Performance of sqrt - Page 3

Christian_M_2 · ‎02-01-2013

Hello,

I am using the intrinsic for square root. I know from the Optimization manual I could use reciprocal square root and aproximation algorithm. But I need the accuracy.

The thing is that AVX shows no improvement over SSE. Intrinsics guide gave me some hints. Is it true that the square root operation is not pipeling for both SSE and AVX? At least latency and througput indicte this. I mean AVX has twice data amount per operation but a double of latency and half of througput means all combined same performance? Is it so?

My testsystem is an i5-2410M. In the intrinsics guide (I updated to the newest version) I only find latency and througput for Sandy Bridge. Has performance of this commands improved in Ivy Bridge? Could anyone explain the CPUID(s) a little bit? 06_2A means Sandy Bridge or does it not? Does this account for all Sandy Bridge CPUs (regardless of Desktop or Mobile or i3, i5, i7)?

For CPUID(s) I found: http://software.intel.com/en-us/articles/intel-architecture-and-processor-identification-with-cpuid-model-and-family-numbers

Does the intrinsics guide refer to a combination of family and model number? What about model numbers not mentioned in the intrinsics guide like Ivy Bridge?

SergeyKostrov · ‎02-05-2013

>>...which of the mathematical algorithms used to calculated sqrt is implemented in hardware/microcode by >>the SSE sqrt instructions... I won't be surprised if it is a highly optimized version of Newton-Raphson Square Root algorithm and it would be nice to hear from Intel software engineers. >>...As I promised I'll do a verification and results will be posted ( unfortunately, only for Ivy Bridge )... Iliya, do you have a computer with a CPU that support AVX? I need an independent verification of my test results and I really have lots of questions to Christian with regard to his statement: ...The thing is that AVX shows no improvement over SSE...

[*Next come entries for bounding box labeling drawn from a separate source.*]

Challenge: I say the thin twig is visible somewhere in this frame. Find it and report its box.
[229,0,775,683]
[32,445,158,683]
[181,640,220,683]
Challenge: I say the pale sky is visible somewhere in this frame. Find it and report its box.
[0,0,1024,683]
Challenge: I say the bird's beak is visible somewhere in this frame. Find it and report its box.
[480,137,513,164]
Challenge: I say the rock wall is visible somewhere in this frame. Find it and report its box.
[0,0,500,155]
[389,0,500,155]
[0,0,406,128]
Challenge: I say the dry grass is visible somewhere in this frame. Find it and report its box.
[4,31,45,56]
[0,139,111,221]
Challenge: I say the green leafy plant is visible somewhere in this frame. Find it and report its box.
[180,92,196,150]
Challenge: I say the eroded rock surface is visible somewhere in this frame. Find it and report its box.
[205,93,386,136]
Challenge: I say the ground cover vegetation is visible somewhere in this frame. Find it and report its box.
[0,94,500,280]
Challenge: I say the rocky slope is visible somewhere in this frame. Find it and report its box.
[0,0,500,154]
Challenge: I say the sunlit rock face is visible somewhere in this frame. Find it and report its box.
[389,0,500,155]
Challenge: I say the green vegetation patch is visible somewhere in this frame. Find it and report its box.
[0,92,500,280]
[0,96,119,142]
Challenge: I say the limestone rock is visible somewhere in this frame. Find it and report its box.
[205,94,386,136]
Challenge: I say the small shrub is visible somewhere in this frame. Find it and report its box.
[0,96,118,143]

SergeyKostrov · ‎02-05-2013

...The thing is that AVX shows no improvement over SSE... Christian, How did you come up to that conclusion? Could you follow up, please? My test results show that AVX-based sqrt is ~6x faster than SSE-based sqrt.

Bernard · ‎02-05-2013

>>>Iliya, do you have a computer with a CPU that support AVX? I need an independent verification of my test results and I really have lots of questions to Christian with regard to his statement:>>>

Sorry Sergey but I still have only Core i3.I can run your tests for SSE verification only.

Bernard · ‎02-05-2013

>>...which of the mathematical algorithms used to calculated sqrt is implemented in hardware/microcode by >> the SSE sqrt instructions...

>>>I won't be surprised if it is a highly optimized version of Newton-Raphson Square Root algorithm and it would be nice to hear from Intel software engineers.>>>

Yes I thought the same.By looking at the algorithm one can see that it implements costly(for the hardware) division per every iteration so I think that Intel engineers probably optimized this part of the algorithm.

>>>CrtSqrt - RTdouble Calculating the Square Root of 625.000 - 94 ticks 625.000^0.5 = 25.000>>>

Interesting case is CRT sqrt function which is slower than SSE and AVX counterparts.I suppose when disassembled it calls fsqrt x87 instruction which itself has the latency of 10-24 core clock cycles(as reported by Agner tables).It would be nice to test the FSQRT accuracy against the AVX VSQRTPD result.FSQRT can use long double precision types for intermediate calculation stage in order to diminish rounding errors and to preserve accuracy of the result.Longer execution time of Library sqrt function is probably due to additional C code which wraps FSQRT instruction and performes an input checking.

@Sergey can you force compiler to inline calls to CRT sqrt function?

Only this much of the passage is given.